Übrigens: Auch für die Jahreshauptübung konnte die Feuerwehr auf die Unterstützung heimischer Firmen zurückgreifen. Sie dankt der Firma Mertens, die Lkw und Radlader zur Verfügung stellte, und dem Autohaus Rump, das der Feuerwehr zwei Altfahrzeuge überließ. Ein Dank ging auch an die benachbarte Familie Hölscher, wo die Fahrzeuge gelagert werden durften.

In der anschließenden Versammlung stellte der stellvertretende Kreisbrandmeister Günter Reuver lobend fest: „Die Freiwillige Feuerwehr der Gemeinde Nottuln ist in der Lage, mit solchen Einsätzen umzugehen. Die Gemeinde hat eine Feuerwehr, auf die sie sich verlassen kann.“ Reuver dankte auch Sven Hüls und Stefan Linnarz für eine Übung, „die top vorbereitet war“.

Wehrführer Udo Henke hatte zuvor das Treffen im Landgasthaus Arning eröffnet und dabei an den Bauernhofbrand vom Wochenende zuvor erinnert. Ein Einsatz, der alle Feuerwehrleute sehr mitgenommen hat.
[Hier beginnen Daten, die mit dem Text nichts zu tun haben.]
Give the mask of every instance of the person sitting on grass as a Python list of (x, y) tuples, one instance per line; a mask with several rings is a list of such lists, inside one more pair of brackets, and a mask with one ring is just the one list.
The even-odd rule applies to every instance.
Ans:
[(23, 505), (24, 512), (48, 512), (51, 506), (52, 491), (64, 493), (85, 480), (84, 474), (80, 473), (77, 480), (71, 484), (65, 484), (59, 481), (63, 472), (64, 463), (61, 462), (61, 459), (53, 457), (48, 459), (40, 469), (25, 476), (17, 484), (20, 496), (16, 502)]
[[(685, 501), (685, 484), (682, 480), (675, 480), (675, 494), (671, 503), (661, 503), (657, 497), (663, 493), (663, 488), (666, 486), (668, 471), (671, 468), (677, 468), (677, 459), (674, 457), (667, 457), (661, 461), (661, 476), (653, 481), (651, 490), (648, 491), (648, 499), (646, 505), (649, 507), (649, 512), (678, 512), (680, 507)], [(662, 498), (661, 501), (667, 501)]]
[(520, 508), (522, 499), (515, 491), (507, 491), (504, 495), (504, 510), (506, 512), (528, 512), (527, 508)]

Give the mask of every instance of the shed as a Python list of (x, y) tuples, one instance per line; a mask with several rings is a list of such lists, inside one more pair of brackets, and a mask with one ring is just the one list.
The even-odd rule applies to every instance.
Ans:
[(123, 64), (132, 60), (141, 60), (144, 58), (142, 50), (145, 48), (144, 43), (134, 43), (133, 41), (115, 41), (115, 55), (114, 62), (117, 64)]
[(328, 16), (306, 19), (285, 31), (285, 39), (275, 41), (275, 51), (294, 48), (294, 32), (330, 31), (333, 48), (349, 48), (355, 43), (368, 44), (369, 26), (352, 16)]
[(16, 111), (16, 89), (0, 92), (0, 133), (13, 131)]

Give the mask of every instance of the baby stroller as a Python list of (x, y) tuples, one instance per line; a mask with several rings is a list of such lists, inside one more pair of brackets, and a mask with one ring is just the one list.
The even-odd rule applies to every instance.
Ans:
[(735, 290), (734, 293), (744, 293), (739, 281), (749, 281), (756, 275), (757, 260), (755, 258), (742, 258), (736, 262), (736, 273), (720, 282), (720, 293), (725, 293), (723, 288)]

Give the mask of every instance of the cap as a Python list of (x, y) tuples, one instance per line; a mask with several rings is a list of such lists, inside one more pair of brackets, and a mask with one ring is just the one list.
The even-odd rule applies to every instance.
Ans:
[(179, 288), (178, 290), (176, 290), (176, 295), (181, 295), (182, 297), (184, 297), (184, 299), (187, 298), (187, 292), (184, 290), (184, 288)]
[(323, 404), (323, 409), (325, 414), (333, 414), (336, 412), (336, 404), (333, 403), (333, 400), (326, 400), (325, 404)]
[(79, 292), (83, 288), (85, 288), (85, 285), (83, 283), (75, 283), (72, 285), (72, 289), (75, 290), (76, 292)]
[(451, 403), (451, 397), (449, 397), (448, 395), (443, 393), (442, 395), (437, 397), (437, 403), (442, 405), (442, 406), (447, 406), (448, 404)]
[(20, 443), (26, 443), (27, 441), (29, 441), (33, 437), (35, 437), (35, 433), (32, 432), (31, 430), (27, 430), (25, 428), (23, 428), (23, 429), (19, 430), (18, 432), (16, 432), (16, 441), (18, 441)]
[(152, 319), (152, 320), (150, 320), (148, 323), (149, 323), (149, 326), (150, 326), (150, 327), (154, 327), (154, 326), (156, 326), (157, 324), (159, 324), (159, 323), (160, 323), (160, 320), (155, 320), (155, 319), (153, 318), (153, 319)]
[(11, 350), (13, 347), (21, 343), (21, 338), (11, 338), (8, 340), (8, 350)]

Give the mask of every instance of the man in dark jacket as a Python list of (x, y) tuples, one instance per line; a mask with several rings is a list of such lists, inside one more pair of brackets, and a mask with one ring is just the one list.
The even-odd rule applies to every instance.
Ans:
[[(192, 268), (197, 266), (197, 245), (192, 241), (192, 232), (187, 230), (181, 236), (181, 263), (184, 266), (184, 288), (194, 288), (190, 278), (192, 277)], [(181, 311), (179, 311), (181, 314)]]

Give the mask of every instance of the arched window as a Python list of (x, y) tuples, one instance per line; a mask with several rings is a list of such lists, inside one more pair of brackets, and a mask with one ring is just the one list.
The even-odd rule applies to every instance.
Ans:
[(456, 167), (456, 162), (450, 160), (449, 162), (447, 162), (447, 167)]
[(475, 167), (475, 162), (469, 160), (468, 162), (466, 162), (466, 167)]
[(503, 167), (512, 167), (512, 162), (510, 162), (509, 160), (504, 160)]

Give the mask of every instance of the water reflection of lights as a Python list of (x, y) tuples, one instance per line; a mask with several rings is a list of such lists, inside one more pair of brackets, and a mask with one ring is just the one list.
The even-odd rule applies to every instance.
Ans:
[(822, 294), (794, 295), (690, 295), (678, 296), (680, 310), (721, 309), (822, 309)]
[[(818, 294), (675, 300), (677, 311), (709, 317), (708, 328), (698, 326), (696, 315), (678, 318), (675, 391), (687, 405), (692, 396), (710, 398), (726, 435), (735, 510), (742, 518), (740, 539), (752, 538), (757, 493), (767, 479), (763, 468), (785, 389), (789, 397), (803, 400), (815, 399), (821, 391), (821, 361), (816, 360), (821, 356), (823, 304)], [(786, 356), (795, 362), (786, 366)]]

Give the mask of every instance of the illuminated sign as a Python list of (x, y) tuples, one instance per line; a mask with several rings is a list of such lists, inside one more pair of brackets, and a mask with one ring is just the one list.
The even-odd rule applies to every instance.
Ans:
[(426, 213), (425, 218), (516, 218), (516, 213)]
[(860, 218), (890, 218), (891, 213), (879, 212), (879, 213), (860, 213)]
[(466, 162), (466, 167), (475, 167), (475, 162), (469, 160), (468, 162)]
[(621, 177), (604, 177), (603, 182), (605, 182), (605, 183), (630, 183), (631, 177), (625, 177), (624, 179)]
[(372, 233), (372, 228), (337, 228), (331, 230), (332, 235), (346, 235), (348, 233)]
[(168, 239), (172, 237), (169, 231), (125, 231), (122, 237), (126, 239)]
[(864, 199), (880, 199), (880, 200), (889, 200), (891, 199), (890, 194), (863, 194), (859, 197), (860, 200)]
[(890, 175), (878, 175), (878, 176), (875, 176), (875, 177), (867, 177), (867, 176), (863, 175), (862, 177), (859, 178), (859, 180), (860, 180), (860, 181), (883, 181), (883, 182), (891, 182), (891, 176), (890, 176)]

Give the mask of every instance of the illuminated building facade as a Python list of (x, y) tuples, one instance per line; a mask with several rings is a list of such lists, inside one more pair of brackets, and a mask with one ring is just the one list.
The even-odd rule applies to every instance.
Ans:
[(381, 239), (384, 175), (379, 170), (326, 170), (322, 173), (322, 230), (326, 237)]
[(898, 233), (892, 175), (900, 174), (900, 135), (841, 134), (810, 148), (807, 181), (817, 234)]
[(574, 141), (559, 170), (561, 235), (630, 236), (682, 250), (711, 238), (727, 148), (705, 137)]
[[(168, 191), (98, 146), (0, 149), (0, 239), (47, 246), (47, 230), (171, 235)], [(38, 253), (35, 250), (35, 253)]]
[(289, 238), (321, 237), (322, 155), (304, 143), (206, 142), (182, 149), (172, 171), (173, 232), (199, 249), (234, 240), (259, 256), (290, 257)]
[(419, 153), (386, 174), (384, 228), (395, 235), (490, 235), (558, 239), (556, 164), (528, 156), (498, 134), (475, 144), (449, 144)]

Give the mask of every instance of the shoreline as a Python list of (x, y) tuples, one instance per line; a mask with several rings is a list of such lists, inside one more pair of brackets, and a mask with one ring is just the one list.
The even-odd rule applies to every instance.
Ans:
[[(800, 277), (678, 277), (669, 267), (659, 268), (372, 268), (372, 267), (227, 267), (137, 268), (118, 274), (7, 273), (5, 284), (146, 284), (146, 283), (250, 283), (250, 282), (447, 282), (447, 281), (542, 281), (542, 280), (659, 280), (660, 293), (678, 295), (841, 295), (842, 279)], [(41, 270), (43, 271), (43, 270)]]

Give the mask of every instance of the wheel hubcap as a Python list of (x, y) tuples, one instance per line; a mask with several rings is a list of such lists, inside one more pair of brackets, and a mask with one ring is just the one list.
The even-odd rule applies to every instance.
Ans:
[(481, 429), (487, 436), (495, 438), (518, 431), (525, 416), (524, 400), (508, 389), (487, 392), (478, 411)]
Henke berichtete, dass die betroffene Familie allen Feuerwehrleuten für die Hilfe sehr danke, wofür sich die Anwesenden mit spontanem Applaus für die Familie revanchierten.

Auch Udo Henke zog ein positives Resümee der vorherigen Übung: „Die Übung ist sehr gut gelaufen.“ Der Wehrleiter erinnerte an die Notwendigkeit, neue hydraulische Rettungsgeräte anzuschaffen. Für die Löschgruppe Schapdetten sei eine entsprechende Anschaffung in 2020 geplant.

Bürgermeisterin Manuela Mahnke sprach allen Feuerwehrleuten im Namen von Rat und Verwaltung einen großen Dank aus. Die Feuerwehr sei gut aufgestellt und immer da, wenn sie gebraucht werde. Die Bevölkerung könne beruhigt sein. Ein weiterer Dank ging an die Jugendlichen der Jugendfeuerwehr.

Im weiteren Verlauf standen zwei Beförderungen und zahlreiche Ehrungen im Mittelpunkt des Geschehens. Für die langjährigen Feuerwehrkameraden, die schon 50 und gar 60 Jahre in der Feuerwehr sind, erhoben sich alle von ihren Plätzen und feierten die Geehrten mit „Standing Ovations“.

Die Einsatzübung und die Ehrungen boten reichlich Gesprächsstoff für einen langen Abend.